COURT OF APPEAL, FOURTH APPELLATE DISTRICT DIVISION ONE STATE OF CALIFORNIA

September 2, 2025

NOT TO BE PUBLISHED IN OFFICIAL REPORTS. California Rules of Court, rule 8.1115(a), prohibits courts and parties from citing or relying on opinions not certified for publication or ordered published, except as specified by rule 8.1115(b). This opinion has not been certified for publication or ordered published for purposes of rule 8.1115. (Super. Ct. No. SCE412377)

APPEAL from a judgment of the Superior Court of San Diego County, Patricia K. Cookson, Judge. Affirmed and remanded with directions.

Cindy Brines, under appointment by the Court of Appeal, for Defendant and Appellant.

No appearance for Plaintiff and Respondent.

Chase Edward Folkes shot his mother dead. A jury convicted Folkes of second degree murder (Pen. Code, § 187, subd. (a); count 1) and possession of a firearm by a felon (§ 29800(a)(1); count 2). For count 1, the jury found Folkes intentionally and personally discharged a firearm and proximately caused death to another. (§ 12022.53(d).)

Appointed appellate counsel filed a brief under People v. Wende (1979) 25 Cal.3d 436 and Anders v. California (1967) 386 U.S. 738 indicating she found no arguable issues for reversal on appeal. Counsel asks us to review the record for error as Wende requires. We offered Folkes the opportunity to file his own brief, but he has not done so.

Based on our independent review of the record, we find no reasonably arguable appellate issues. We remand with directions to correct the abstract of judgment and otherwise affirm.

I.

A.

Folkes shot his mother, Carolyn Folkes, in May 2022.

The pair lived together. Folkes, who had a decades-long criminal and drinking history, helped care for his elderly mother. She had “some beginnings of dementia” and was “very forgetful.”

The week he shot his mother, Folkes—who testified in his defense—was reportedly “drinking more.” As a result, he professed to not have a “good memory” of that week. His sister testified that a “very desperate” sounding Folkes called her that week and told her their mother “was too much” and “he couldn‘t take her.”

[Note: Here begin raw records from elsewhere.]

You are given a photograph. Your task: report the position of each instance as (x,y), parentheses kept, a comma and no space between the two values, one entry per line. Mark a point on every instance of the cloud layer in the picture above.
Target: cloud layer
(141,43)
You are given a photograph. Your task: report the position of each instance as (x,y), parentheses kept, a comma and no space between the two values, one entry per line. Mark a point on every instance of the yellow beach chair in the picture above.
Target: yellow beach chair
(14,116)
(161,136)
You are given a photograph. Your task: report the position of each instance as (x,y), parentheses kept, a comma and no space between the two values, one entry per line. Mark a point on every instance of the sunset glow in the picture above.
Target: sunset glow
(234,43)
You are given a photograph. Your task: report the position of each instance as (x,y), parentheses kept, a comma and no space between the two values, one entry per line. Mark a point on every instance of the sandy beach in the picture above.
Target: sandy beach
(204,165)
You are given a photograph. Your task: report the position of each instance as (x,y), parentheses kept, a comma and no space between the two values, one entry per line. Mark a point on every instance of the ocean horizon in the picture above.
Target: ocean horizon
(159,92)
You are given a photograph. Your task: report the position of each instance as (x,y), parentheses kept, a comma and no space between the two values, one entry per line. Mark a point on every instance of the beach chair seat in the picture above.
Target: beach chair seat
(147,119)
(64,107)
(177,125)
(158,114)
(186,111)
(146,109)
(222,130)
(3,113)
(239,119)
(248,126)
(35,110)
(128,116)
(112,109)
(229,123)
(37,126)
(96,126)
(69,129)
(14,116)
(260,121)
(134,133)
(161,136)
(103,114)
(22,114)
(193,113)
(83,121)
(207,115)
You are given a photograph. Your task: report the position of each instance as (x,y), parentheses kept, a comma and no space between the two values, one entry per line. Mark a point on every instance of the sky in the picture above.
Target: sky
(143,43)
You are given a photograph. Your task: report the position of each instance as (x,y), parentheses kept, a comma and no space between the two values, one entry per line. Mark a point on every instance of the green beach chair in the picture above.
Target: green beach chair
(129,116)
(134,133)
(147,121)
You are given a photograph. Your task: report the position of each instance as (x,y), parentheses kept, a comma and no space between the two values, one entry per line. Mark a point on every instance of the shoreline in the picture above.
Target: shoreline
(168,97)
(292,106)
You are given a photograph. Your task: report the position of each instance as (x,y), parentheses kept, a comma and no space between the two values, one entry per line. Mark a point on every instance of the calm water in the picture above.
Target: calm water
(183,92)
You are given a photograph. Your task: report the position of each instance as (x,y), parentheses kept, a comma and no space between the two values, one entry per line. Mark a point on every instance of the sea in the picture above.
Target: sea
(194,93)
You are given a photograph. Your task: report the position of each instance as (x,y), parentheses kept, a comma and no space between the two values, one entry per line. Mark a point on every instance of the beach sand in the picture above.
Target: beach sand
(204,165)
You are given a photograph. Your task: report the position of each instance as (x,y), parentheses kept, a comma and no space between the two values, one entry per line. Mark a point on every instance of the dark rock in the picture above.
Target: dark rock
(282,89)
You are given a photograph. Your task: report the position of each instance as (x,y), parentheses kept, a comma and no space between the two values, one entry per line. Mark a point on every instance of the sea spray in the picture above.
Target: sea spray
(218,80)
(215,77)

According to Folkes, the shooting was an accident. He heard his mother say she “‘wish[ed] somebody would shoot [her].‘” In response, Folkes took a “slam-fire shotgun” he had made—the barrel of which he knew contained a live shotgun shell—and sat across the kitchen table from his mother. He told his mother “‘you don‘t want to be shot by a gun.‘” Folkes claimed he “lost control of the barrel” and the gun “went off,” shooting his mother.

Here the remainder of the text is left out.